Tom Yao

You Can’t Flip the Ground

DateJune 2026
ProjectViewCube — 3D navigation, Solesca solar design tool
Build3 days · 25 locked decisions · AI pair on execution
FormatThe cube builds itself as you scroll

Solesca needed CAD's most famous widget: the ViewCube, the little cube that's lived in AutoCAD's corner since 2008. Copying it would've been easy, but CAD tools orbit machine parts, and parts flip upside down all the time. The ground doesn't. That one difference drove all twenty-five decisions below.

The cube on the right is live, so grab it. As you scroll, it builds itself, one decision at a time.

↓ scroll

“Make me the AutoCAD cube.”

Our engineers came from CAD and wanted the cube their hands already knew, plus a compass, because solar lives and dies by bearing, the compass direction everything faces. I'd never designed one, so day one was the good kind of homework: the 2008 paper, AutoCAD's docs, every competitor's corner widget.

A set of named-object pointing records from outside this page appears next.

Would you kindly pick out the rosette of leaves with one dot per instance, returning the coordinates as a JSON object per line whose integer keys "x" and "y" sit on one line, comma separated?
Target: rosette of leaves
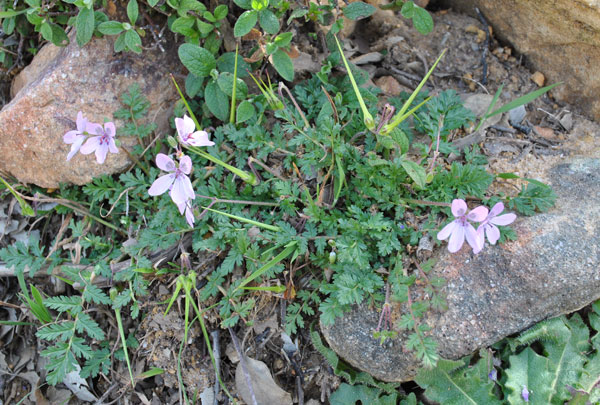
{"x": 128, "y": 35}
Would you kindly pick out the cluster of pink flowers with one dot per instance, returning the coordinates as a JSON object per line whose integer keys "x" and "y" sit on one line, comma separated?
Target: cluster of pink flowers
{"x": 176, "y": 181}
{"x": 98, "y": 138}
{"x": 461, "y": 229}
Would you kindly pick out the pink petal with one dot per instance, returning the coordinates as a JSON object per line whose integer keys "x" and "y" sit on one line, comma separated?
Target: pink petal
{"x": 162, "y": 184}
{"x": 110, "y": 129}
{"x": 456, "y": 239}
{"x": 459, "y": 207}
{"x": 447, "y": 230}
{"x": 182, "y": 190}
{"x": 93, "y": 128}
{"x": 200, "y": 138}
{"x": 473, "y": 238}
{"x": 90, "y": 145}
{"x": 478, "y": 214}
{"x": 101, "y": 152}
{"x": 185, "y": 164}
{"x": 505, "y": 219}
{"x": 165, "y": 163}
{"x": 496, "y": 209}
{"x": 493, "y": 233}
{"x": 112, "y": 146}
{"x": 81, "y": 122}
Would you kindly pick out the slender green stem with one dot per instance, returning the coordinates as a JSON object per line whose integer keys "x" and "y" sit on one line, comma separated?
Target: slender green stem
{"x": 245, "y": 176}
{"x": 246, "y": 220}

The brief: CAD precision, in a product a salesperson would find beautiful.

The ground has an up.

AutoCAD lets you flip a bracket upside down all day, but a solar site isn't a bracket. So the world stays upright, the camera never goes below the horizon, and the cube's bottom face is disabled. AutoCAD ships 26 views; we kept 17.

Seventeen views means walls where the other nine used to be, and a wall that stops you dead feels like a bug. So ours gives a little: drag the cube below the horizon and it slides, glows, and springs back when you let go. Watch the ghost cursor run the move, then try it yourself.

A cube with holes has no weight.

Everything we ship has rounded corners, so the first cube rounded every face the way we round buttons, and it floated like a sticker: the gaps between the faces read as holes. Inset plates on a square shell got closer, but now it looked like a keycap. What worked was rebuilding it as one solid block with filleted edges, like something machined.

That's the morph you just watched, and both rejects are parked beside it for comparison.

Exact, or absent.

At a straight-on view, four arrows appear around the cube, and each click moves the camera to the neighboring side. The cube is stepping through that loop now. We kept this from CAD because face-on views are where precise work happens: looking straight at a side kills perspective distortion, so lines stay parallel, gaps read true, and the screen behaves like a drawing instead of a photo.

Only exactly face-on counts. From a view that's almost straight, "one step to the neighbor" would be a guess about where you're looking, and we'd rather hide the arrows than guess.

The house button in the corner takes you back to the default top-down view in one click, from anywhere, and the arrows come back with it.

Hover plays the move first.

Jumping the camera is disorienting: one click and you're somewhere else, working out where you are now. So hovering an arrow previews the move. The camera leans a few degrees toward where the click would take you, the target face lights up, and moving away settles everything back. The cube is cycling through all four peeks, and you can hover one yourself.

Underneath, the peek and the click ask the same piece of code where to go, so the preview always matches where you land.

We fly you around the site.

You've lined up with a roof edge at bearing 217°, the angle where the panel rows look straight, and now you want the other side of the building. Snapping to N, E, S or W would throw your 217 away.

The quarter turn keeps it: one click orbits the camera exactly 90° around the site, so 217 becomes 307 and your alignment survives.

AutoCAD's button at this spot is a roll arrow: it spins the drawing flat on the screen, choosing which way is up on paper. That's a free choice for a bracket, which has no true up. A site has exactly one, and rolling tilts the horizon into seasickness. So we kept the 90° click and changed its axis. That's the two-button capsule clicking away on the right; tap once, or hold to orbit.

Twenty-five decisions later.

The cube beside this text is the shipped build, running live. Drag it and you'll feel the snap as it nears a preset view, the rubber band when you pull below the horizon, and the quarter turn waiting in the capsule on the right.

It took three days, which I could not have done alone even a year ago. An AI pair built every version and wrote all of the projection math, which left almost all of my time for the part I love: deciding. The model knew this widget from twenty years of CAD tools. It didn't know the ground, and the ground is where every hard call in this story lived.

The cube was built for Solesca, and this page is its first public outing. If you scrolled all the way down here, thank you. Writing it up with the cube itself running beside the words was ridiculous fun, and I hope some of that came through.